While U.S. military strategists have hinted for some time that a major goal of war was to establish several bases in Iraq, particularly given the ongoing military withdrawal from Saudi Arabia, Garner is the first to state it so baldly. Until now, U.S. military chiefs have suggested they need to retain a military presence just to ensure stability for several years, after which they expect to draw down their forces.
If indeed Garner’s understanding represents the thinking of his former bosses, then the ongoing struggle within the administration over ceding control to the United Nations becomes more comprehensible. Ceding too much control, particularly before reaching an agreement establishing military bases will make permanent U.S. bases much less likely.

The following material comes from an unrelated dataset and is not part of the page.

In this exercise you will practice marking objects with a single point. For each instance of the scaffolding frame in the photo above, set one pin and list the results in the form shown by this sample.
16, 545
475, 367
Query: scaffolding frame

Considering the Saudi bases that proved to be so popular with Osama bin Laden that he attacked the US with passenger-laden airplanes to get rid of them because they were defiling the Holy Places of Islam, it is fair to wonder how the Shi`a will take the presence of American troops in ancient Mesopotamia, the location of their most holy shrines and shrine cities of Najaf and Karbala.
UPDATE: An alert reader points out “Don’t forget Baghdad, the site of the caliphate and the cultural center of the Islamic world from the 700s to the 1200s . One of Osama Bin Laden’s espoused goals is to reestablish the caliphate. What better focus to organize Islamists around than the occupation of the caliphate by the infidel? It is the Crusades all over again! Pulling out of Saudi, home of the holy cities, is fine. Moving next door and occupying the heart of Arabia and site of the caliphate itself doesn’t look too smart. More of a time-bomb than a ‘coaling station.'”
I’d been thinking mainly of the Shi`a reaction to the presence of Infidel troops in Iraq. As this reader points out, these troops will also offend OBL, a wahhabi Sunni.